The Luxembourg Parliament has adopted a law on Specialized Investment Funds (SIF), which offers a number of new features, including a broader definition of “eligible investors” to include both professional and private “well-informed” investors.
The new law replaces the law of 19 July, 1991 which concerned collective investment schemes reserved for institutional investors. According to the Association of the Luxembourg Fund Industry (ALFI), the 1991 law was a success: as at November 2006, 207 institutional funds existed, with combined assets under management of EUR76 billion (US$100 billion).
ALFI says that all the provisions of the 1991 law are to be found in the new law, so existing institutional investment funds will not find that their legal base has disappeared. However, the SIF law offers a number of interesting new features. The new law likewise offers greater flexibility in terms of investment policy. The principle of risk spreading has been maintained, but there are no quantitative investment restrictions, given that such vehicles would be reserved for sophisticated investors.

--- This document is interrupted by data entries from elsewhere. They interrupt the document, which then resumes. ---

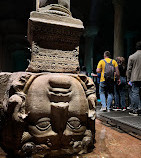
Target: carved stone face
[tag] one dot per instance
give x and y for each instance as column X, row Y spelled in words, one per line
column 57, row 119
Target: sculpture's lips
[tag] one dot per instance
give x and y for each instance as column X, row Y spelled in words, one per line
column 44, row 150
column 60, row 104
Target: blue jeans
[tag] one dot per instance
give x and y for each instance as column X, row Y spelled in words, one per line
column 120, row 93
column 103, row 89
column 136, row 98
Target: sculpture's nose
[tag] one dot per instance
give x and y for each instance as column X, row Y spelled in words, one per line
column 59, row 116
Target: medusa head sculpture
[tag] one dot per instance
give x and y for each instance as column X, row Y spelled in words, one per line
column 50, row 115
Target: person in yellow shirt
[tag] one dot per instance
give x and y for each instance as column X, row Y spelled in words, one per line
column 107, row 87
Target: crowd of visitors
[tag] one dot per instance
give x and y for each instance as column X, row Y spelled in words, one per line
column 115, row 75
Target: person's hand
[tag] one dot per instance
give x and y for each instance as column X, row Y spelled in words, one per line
column 118, row 81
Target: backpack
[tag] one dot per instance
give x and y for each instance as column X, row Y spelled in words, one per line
column 109, row 71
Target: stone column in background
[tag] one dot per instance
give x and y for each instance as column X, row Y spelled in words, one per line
column 89, row 35
column 118, row 28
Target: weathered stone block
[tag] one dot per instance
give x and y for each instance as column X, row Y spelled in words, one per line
column 54, row 40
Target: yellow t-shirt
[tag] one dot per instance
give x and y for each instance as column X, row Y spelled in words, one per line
column 101, row 65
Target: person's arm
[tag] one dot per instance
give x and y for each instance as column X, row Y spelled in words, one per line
column 99, row 67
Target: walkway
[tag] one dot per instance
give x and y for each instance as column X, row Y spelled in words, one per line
column 122, row 121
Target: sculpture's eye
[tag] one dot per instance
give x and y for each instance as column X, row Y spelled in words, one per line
column 43, row 124
column 74, row 123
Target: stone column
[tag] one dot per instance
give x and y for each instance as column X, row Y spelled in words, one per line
column 118, row 28
column 129, row 36
column 90, row 33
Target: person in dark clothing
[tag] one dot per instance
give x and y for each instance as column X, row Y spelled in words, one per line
column 119, row 90
column 134, row 75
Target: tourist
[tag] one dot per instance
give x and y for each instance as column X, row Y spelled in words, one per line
column 134, row 75
column 105, row 85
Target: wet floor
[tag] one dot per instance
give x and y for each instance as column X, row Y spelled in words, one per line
column 110, row 144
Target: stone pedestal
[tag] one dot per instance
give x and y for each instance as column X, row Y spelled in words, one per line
column 54, row 40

The law requires that the directors (dirigeants) of a Specialised Investment Fund, as well as the directors of the custodian bank and the auditor, be approved by the CSSF. However, the promoter is not subject to CSSF approval. Furthermore, since the investors in funds targeted by this law are deemed to be sufficiently experienced to make their own decision with regard to the fund manager, there is no need for the CSSF to verify the status and financial standing of a company to which asset allocation has been subcontracted.
The new law has been welcomed by ALFI, whose president Thomas Seale commented: “I am convinced that this innovative new legal framework will open up new possibilities for fund promoters in the area of alternative and institutional investment funds.”